# Tutorial for Gathering Construction Sites


This notebook was developed by  

    Nicholas Kashani Motlagh, Aswathnarayan Radhakrishnan, Jim Davis @ Ohio State University  
    {kashanimotlagh.1,radhakrishnan.39,davis.1719}@osu.edu  
    
    and  
    
    Roman Ilin @ AFRL/RYAP, Wright-Patterson AFB  
    rilin325@gmail.com  

Should you have any questions, the principal point-of-contact is Dr. Jim Davis. This package was modified on 2020-08-05.

## Prerequisites
Make sure you have completed the prerequisites in [README.md](./README.md) before continuing this demo. This demo assumes some basic knowledge of jupyter lab and OpenStreetMap. Here is more information on [jupyter lab](https://jupyterlab.readthedocs.io/en/stable/) and [OpenStreetMap](https://wiki.openstreetmap.org/wiki/Beginners_Guide_1.3).

### Acquiring History Files

This script relies on OpenStreetMap history files. History files are used to observe construction changes over time. To download a history file, you will need an OpenStreetMap account.
This is free and quick to do. Simply navigate to this [link](https://www.openstreetmap.org/user/new). Once you have made an account, you can now access the internal history files. For this demo, we will be extracting construction sites in Ohio, specifically inside The Ohio State University campus.
* Navigate to this [link](http://download.geofabrik.de/north-america/us/ohio.html).
* Scroll to "Other Formats and Auxillary Files" and click the link "internal server".
* Click "Login with your OpenStreetMap account" and enter your credentials.  

After you are logged in, you will be able to download the previously crossed-out internal.osh.pbf file.

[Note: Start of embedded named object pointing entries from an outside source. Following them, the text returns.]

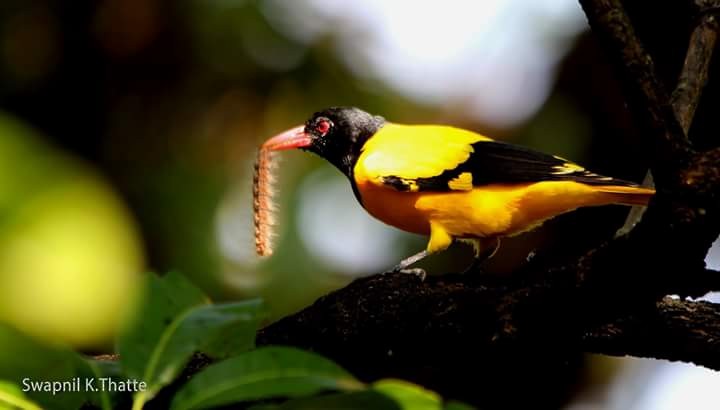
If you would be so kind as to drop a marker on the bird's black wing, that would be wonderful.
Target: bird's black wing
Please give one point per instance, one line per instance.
(493, 162)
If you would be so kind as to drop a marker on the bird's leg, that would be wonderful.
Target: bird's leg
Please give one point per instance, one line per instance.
(405, 263)
(482, 253)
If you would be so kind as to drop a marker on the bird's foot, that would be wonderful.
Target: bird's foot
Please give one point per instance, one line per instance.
(420, 273)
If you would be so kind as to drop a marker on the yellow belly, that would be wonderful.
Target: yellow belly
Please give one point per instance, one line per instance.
(487, 211)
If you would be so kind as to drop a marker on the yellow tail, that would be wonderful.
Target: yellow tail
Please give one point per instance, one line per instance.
(627, 195)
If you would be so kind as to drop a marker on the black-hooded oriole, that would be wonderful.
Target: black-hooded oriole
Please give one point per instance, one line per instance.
(450, 183)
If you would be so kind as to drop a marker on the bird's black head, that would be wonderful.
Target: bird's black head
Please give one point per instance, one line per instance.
(336, 134)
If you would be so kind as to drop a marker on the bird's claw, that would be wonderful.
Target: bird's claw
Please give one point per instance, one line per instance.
(411, 271)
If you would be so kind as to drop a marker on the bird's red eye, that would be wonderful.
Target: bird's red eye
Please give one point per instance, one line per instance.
(323, 126)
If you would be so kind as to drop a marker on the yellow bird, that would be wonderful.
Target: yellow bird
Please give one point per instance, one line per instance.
(450, 183)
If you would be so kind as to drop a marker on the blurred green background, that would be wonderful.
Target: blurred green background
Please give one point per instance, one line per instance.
(128, 130)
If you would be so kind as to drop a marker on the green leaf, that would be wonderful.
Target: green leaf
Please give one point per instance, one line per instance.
(172, 326)
(12, 397)
(36, 368)
(234, 328)
(456, 405)
(260, 374)
(144, 341)
(408, 396)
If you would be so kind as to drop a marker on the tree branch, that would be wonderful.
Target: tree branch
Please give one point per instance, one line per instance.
(647, 96)
(434, 322)
(675, 330)
(696, 68)
(607, 301)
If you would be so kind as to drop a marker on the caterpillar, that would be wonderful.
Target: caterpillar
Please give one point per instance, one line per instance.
(263, 205)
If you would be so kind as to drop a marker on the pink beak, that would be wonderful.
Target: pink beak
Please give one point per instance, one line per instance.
(293, 138)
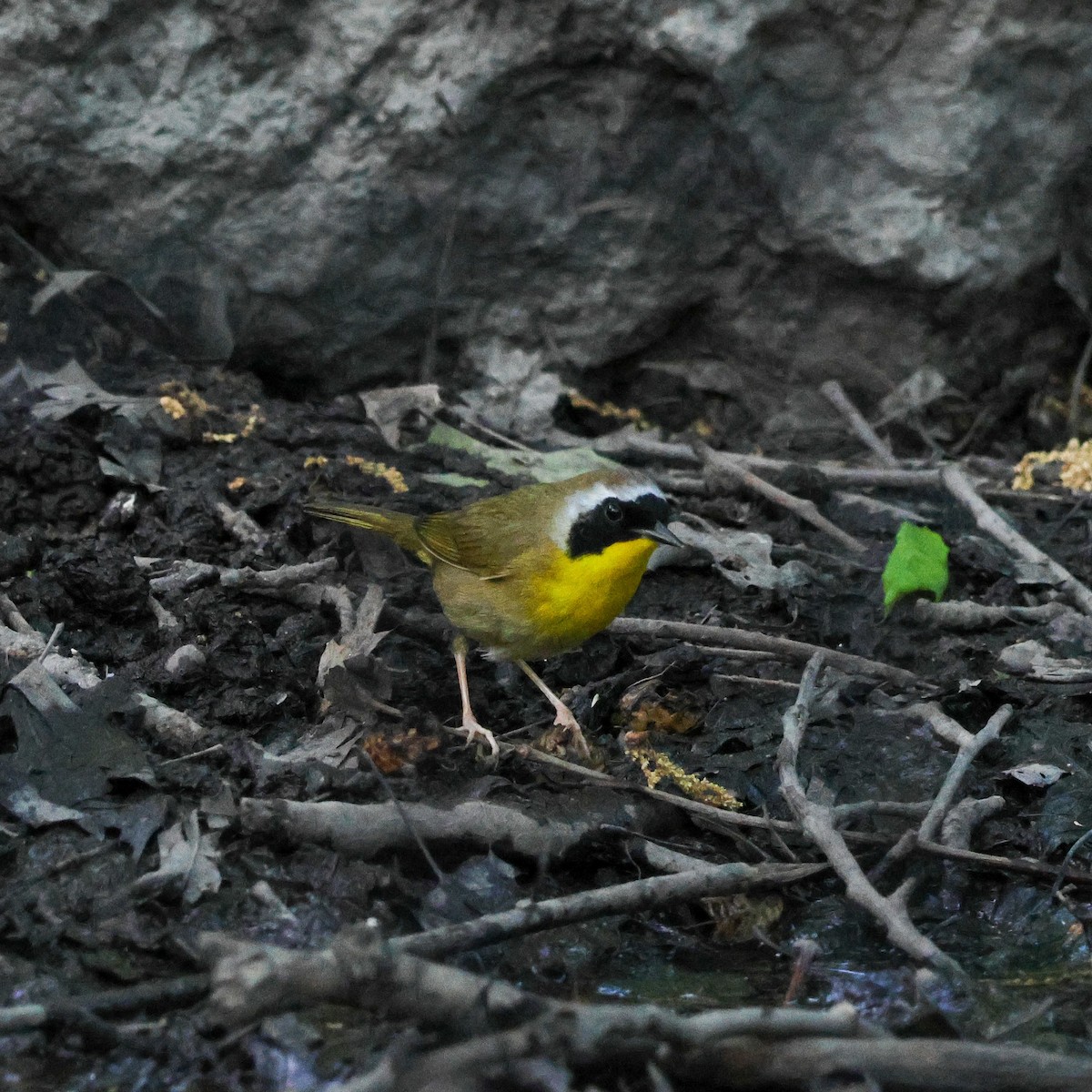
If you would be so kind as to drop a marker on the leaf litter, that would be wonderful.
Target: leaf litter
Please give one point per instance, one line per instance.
(294, 687)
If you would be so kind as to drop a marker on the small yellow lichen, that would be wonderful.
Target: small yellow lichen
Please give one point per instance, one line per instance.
(737, 917)
(389, 474)
(633, 415)
(1075, 470)
(658, 767)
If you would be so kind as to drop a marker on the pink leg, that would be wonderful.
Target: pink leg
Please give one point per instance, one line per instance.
(470, 729)
(565, 720)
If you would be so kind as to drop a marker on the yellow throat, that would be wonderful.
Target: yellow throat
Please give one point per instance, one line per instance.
(577, 598)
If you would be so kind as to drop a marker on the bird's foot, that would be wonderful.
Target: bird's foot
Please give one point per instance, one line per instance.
(476, 734)
(566, 736)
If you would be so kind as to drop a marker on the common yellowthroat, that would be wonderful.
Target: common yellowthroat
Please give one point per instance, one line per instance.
(532, 572)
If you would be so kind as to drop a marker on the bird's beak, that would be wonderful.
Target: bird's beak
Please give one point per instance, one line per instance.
(661, 533)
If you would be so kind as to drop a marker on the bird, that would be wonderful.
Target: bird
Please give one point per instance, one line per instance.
(532, 572)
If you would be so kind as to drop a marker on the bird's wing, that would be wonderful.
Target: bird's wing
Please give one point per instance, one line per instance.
(484, 538)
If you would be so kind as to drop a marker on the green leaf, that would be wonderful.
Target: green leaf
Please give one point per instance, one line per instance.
(917, 563)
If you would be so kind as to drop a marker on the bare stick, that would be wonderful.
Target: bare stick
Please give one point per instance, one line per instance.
(631, 898)
(967, 615)
(1080, 376)
(962, 489)
(793, 651)
(817, 823)
(804, 509)
(969, 748)
(967, 753)
(730, 1048)
(834, 392)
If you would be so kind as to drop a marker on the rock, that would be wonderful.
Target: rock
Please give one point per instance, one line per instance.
(185, 661)
(350, 189)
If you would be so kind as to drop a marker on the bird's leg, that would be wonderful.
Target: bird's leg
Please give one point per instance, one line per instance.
(470, 727)
(565, 719)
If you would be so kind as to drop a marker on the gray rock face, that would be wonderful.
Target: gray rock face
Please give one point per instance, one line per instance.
(355, 189)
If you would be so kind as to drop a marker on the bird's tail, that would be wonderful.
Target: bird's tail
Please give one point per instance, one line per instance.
(397, 525)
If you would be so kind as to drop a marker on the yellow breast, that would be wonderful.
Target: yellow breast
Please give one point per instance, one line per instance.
(573, 599)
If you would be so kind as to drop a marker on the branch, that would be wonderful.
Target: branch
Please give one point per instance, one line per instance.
(818, 824)
(719, 464)
(793, 651)
(962, 489)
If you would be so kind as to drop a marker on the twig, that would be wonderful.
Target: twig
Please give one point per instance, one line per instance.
(168, 993)
(970, 746)
(185, 574)
(367, 830)
(729, 822)
(910, 1065)
(1077, 388)
(956, 833)
(967, 615)
(241, 525)
(818, 824)
(834, 392)
(718, 463)
(962, 489)
(730, 1048)
(967, 753)
(757, 681)
(631, 898)
(794, 651)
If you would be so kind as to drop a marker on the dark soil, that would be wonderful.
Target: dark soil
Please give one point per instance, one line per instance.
(74, 923)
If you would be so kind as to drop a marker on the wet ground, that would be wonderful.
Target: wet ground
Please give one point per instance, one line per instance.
(103, 497)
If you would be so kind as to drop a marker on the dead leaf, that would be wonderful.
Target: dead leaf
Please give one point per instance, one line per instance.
(27, 805)
(388, 408)
(61, 283)
(1036, 774)
(350, 680)
(531, 465)
(332, 747)
(745, 558)
(68, 753)
(922, 389)
(69, 389)
(187, 862)
(1033, 661)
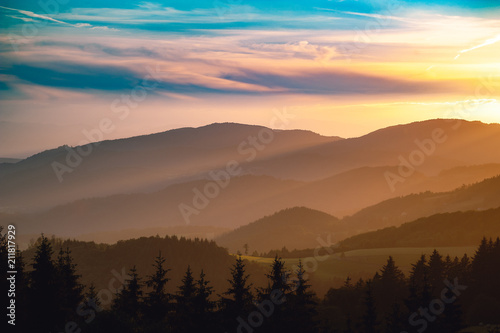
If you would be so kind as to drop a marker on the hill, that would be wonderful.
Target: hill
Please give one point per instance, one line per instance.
(141, 164)
(152, 162)
(294, 228)
(105, 265)
(440, 230)
(394, 212)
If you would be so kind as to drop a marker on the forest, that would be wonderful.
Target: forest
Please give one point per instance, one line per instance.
(441, 294)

You can find other history files [here](http://download.geofabrik.de). 

### Creating Poly Files

This script needs a poly file which defines the bounds of the search. The poly file must be contained in the region that was downloaded. For more information on poly files, navigate to this [link](https://wiki.openstreetmap.org/wiki/Osmosis/Polygon_Filter_File_Format). For convenience, some example poly files can be found in `poly/`. Additionally, you can download the poly file of a region [here](http://download.geofabrik.de) under "Other Formats and Auxillary Files".

## Step 1: Site Extraction
In order to gather imagery of OpenStreetMap construction sites, we must first create a GeoDataFrame using the following modules. `setup` will be used to setup the necessary directories. Then, `extract_sites` will be used to create a GeoDataFrame of construction sites from an OpenStreetMap history file.

### Setup
The directory structure required for the extract_sites module is below.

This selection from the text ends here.